Google is starting to roll out new security messages in the next week or so to help users to be able to detect spam emails and malicious web sites.
For GMail read on the web or on Android devices, any message whose sender cannot be authenticated with Sender Policy Framework (SPF) or Domain Keys Identified Mail (DKIM) will be marked as potential spam or malicious by replacing the person icon in the from field with a big red question mark inside a stop sign icon (see below). Google says that the presence of the red question mark does not mean that that message is malicious, but you should be suspicious of the mail. It is not clear why Google is not rolling this out for iPhone users.
On the web, if you receive an email and you click on a link that points to a site that Google thinks contains malicious content or is known for phishing or unwanted software, you will receive a full screen message warning message telling you that if you proceed to this web site, you do so at your own risk. Here is the message that you will see if you click on one of these links:
While Google will not STOP you from visiting that web page, they are certainly going to make sure that you cannot say that they did not warn you.
This is part of Google’s plan to up the ante when it comes to email security. Later this year they are going to first warn and later block email from sites that are not DMARC compliant. If you want to find out if your email server is DMARC compliant, you can go to DMARCIAN’s web site at https://dmarcian.com/dmarc-inspector/ .
All of these changes are good. The problem with email is that the protocol is old (over 30 years old) and it does not have any way to authenticate senders of email. SPF, DKIM and DMARC are all efforts to try and layer security on top of an old, insecure protocol.

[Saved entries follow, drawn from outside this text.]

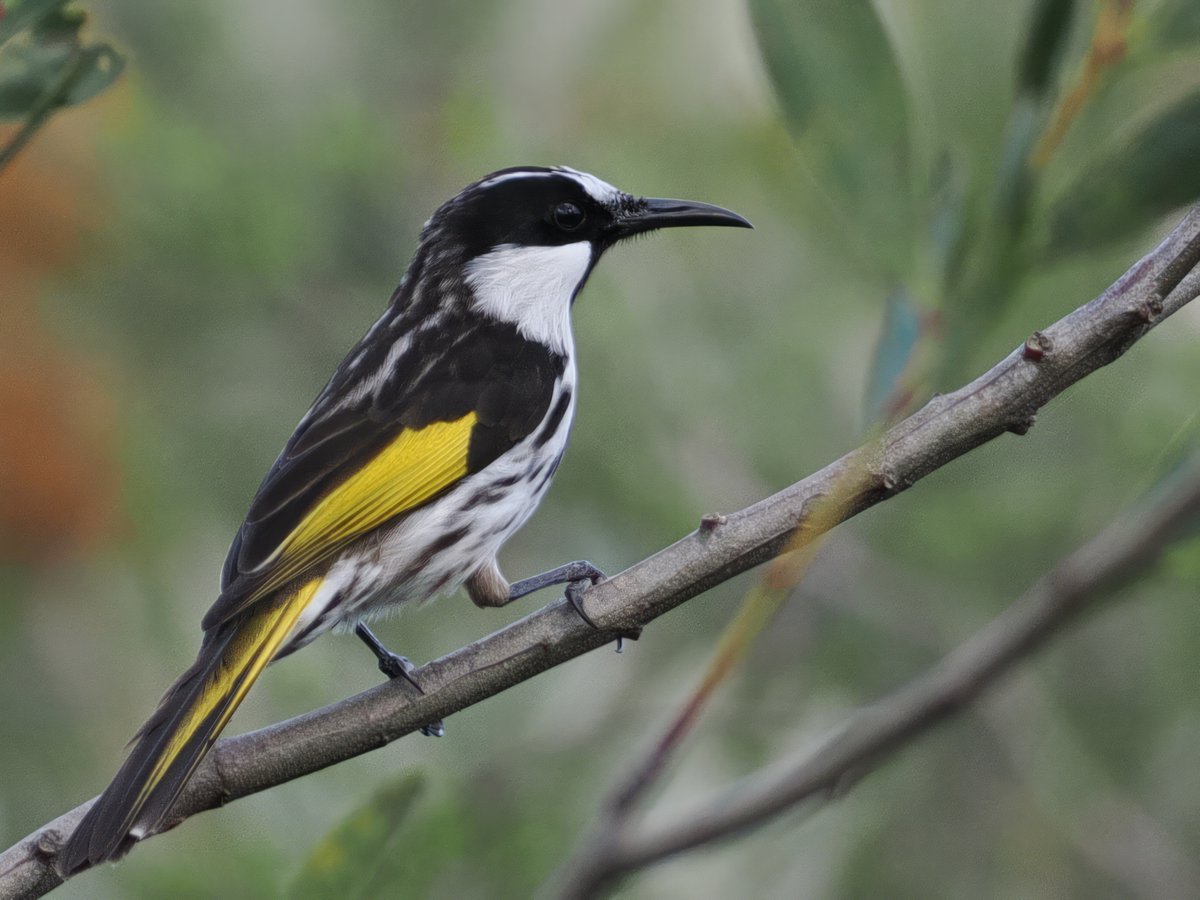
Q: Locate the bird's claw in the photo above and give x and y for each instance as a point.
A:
(579, 587)
(396, 666)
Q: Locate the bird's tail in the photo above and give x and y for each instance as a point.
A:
(190, 717)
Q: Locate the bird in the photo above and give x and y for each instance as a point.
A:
(433, 442)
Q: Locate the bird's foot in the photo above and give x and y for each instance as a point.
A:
(583, 577)
(396, 666)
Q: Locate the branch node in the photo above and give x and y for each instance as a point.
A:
(1023, 425)
(47, 845)
(1037, 346)
(1149, 311)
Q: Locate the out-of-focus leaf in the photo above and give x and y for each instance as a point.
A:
(834, 71)
(347, 862)
(24, 15)
(29, 71)
(898, 337)
(1134, 185)
(1049, 28)
(101, 66)
(1176, 23)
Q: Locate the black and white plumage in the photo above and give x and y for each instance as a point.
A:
(431, 445)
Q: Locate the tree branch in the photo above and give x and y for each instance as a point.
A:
(1005, 399)
(1128, 547)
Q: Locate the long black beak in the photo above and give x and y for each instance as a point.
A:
(651, 214)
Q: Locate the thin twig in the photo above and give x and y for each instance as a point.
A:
(1005, 399)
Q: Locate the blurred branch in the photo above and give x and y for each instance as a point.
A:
(1002, 400)
(1125, 550)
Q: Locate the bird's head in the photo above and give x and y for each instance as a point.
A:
(526, 239)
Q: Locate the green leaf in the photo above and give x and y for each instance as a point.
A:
(898, 337)
(101, 66)
(1132, 186)
(346, 863)
(835, 75)
(27, 72)
(1048, 33)
(24, 15)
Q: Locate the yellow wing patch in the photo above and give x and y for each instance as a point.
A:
(414, 467)
(255, 645)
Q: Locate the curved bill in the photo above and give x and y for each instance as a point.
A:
(653, 213)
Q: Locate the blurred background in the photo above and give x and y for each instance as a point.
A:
(186, 257)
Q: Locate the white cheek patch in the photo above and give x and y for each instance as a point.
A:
(532, 287)
(598, 190)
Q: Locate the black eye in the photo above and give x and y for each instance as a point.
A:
(568, 216)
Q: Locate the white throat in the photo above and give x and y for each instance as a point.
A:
(532, 287)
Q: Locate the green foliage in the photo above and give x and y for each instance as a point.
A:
(352, 861)
(844, 99)
(981, 223)
(243, 217)
(1132, 185)
(45, 66)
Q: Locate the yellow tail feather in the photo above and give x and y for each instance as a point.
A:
(255, 645)
(181, 731)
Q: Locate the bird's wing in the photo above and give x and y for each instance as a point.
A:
(363, 457)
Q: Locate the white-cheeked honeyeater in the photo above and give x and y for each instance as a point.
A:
(430, 447)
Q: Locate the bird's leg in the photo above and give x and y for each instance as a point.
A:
(489, 588)
(396, 666)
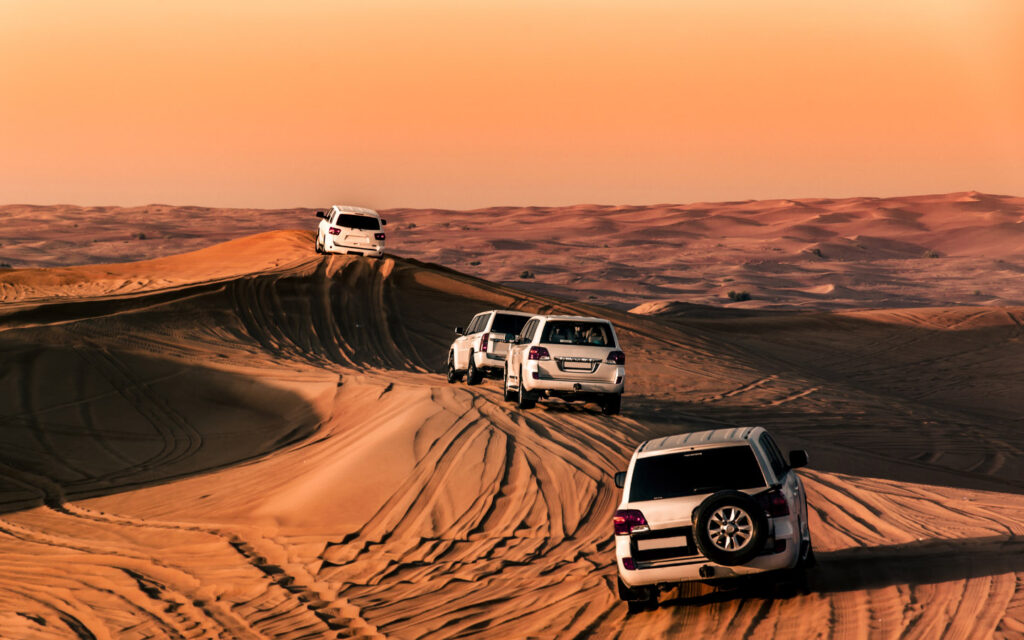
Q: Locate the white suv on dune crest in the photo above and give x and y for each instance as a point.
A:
(480, 348)
(709, 506)
(568, 356)
(350, 229)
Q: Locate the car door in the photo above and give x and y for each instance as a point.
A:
(464, 342)
(790, 482)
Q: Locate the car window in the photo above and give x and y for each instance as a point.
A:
(478, 323)
(508, 324)
(357, 222)
(527, 332)
(576, 332)
(690, 473)
(775, 458)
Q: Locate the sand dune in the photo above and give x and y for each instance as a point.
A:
(953, 249)
(255, 441)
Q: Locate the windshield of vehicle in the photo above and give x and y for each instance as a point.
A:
(690, 473)
(358, 222)
(508, 324)
(572, 332)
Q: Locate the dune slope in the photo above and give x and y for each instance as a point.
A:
(265, 449)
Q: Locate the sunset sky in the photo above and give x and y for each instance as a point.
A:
(461, 104)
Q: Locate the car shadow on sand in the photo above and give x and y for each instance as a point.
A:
(923, 562)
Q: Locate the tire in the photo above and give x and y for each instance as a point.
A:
(729, 527)
(473, 375)
(453, 375)
(525, 399)
(509, 393)
(611, 404)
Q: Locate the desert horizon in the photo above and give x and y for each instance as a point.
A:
(211, 430)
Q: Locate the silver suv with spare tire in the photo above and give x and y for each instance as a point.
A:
(709, 506)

While these efforts are certainly useful, they are optional. The good news is that the big guys – Google, Microsoft and Yahoo – are all committed to implementing these controls – all in different ways and on different schedules.

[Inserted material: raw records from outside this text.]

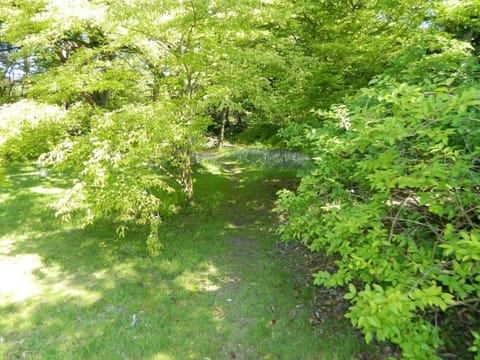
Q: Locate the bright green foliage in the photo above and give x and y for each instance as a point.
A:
(394, 194)
(28, 129)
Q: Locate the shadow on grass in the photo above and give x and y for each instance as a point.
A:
(219, 289)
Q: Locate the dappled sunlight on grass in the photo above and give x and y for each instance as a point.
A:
(46, 190)
(204, 280)
(213, 291)
(18, 282)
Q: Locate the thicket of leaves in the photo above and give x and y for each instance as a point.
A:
(393, 195)
(28, 129)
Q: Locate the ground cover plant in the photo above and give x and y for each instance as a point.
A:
(220, 289)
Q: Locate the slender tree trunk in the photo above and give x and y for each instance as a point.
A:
(221, 136)
(187, 177)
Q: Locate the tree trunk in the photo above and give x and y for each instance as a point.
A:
(221, 136)
(187, 177)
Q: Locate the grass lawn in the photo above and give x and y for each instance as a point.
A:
(221, 288)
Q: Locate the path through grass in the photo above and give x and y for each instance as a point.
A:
(221, 289)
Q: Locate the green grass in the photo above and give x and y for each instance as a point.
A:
(221, 288)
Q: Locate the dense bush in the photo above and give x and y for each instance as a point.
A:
(394, 195)
(28, 129)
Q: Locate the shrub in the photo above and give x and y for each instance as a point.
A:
(395, 195)
(28, 129)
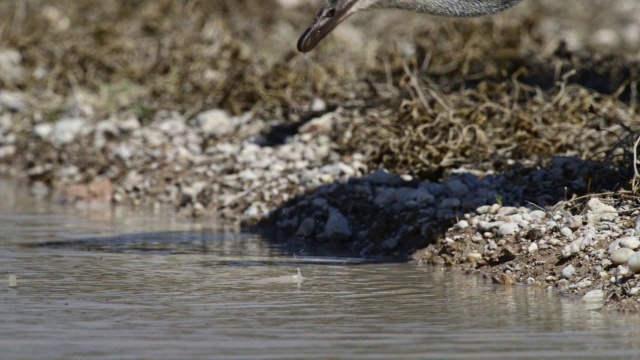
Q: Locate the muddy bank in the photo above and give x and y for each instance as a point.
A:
(207, 107)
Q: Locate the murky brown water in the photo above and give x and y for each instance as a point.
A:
(192, 294)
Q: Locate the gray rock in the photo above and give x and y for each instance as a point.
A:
(12, 100)
(574, 222)
(462, 224)
(489, 225)
(307, 226)
(216, 123)
(507, 210)
(629, 242)
(449, 203)
(537, 215)
(594, 296)
(507, 229)
(457, 188)
(598, 211)
(337, 227)
(568, 271)
(483, 209)
(566, 232)
(66, 130)
(621, 256)
(381, 177)
(390, 244)
(634, 263)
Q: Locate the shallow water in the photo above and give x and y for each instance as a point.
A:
(180, 291)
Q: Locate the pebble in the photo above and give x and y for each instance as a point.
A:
(337, 227)
(634, 263)
(621, 256)
(507, 229)
(568, 271)
(216, 123)
(597, 211)
(566, 232)
(594, 296)
(13, 280)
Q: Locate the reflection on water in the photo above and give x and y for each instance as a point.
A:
(241, 300)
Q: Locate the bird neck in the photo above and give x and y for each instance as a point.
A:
(444, 7)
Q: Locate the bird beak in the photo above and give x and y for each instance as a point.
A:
(327, 19)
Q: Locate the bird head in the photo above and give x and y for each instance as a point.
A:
(330, 16)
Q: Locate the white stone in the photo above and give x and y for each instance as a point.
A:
(507, 229)
(634, 263)
(66, 130)
(597, 211)
(621, 256)
(594, 296)
(568, 271)
(215, 123)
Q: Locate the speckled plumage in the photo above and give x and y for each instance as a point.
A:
(456, 8)
(336, 11)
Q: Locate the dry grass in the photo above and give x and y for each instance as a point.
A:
(479, 93)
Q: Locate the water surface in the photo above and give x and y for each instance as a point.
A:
(182, 291)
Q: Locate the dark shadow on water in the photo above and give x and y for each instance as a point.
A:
(395, 229)
(227, 249)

It is likely that business senders will be “encouraged” into complying with these standards because they do not want their emails and web pages flagged as malicious by the big three. Google, and likely the other two, will up the campaign to warn users and explain what these warning messages mean.
Once this rollout is complete, at least some users will stop opening emails that are flagged as malicious by Google, Microsoft and Yahoo.
For Google, they say that this is a gradual rollout starting in the next two weeks and that it will take a while to roll it out. It will affect all GMail users.
While this first step is relatively mild, Google has said that they will be ramping up the warnings later this year.
Now is the time to work with your mail administrator or ISP to make your outbound email DMARC compliant, since these changes likely will take some time to implement.
Information for this post came from Google Apps Updates.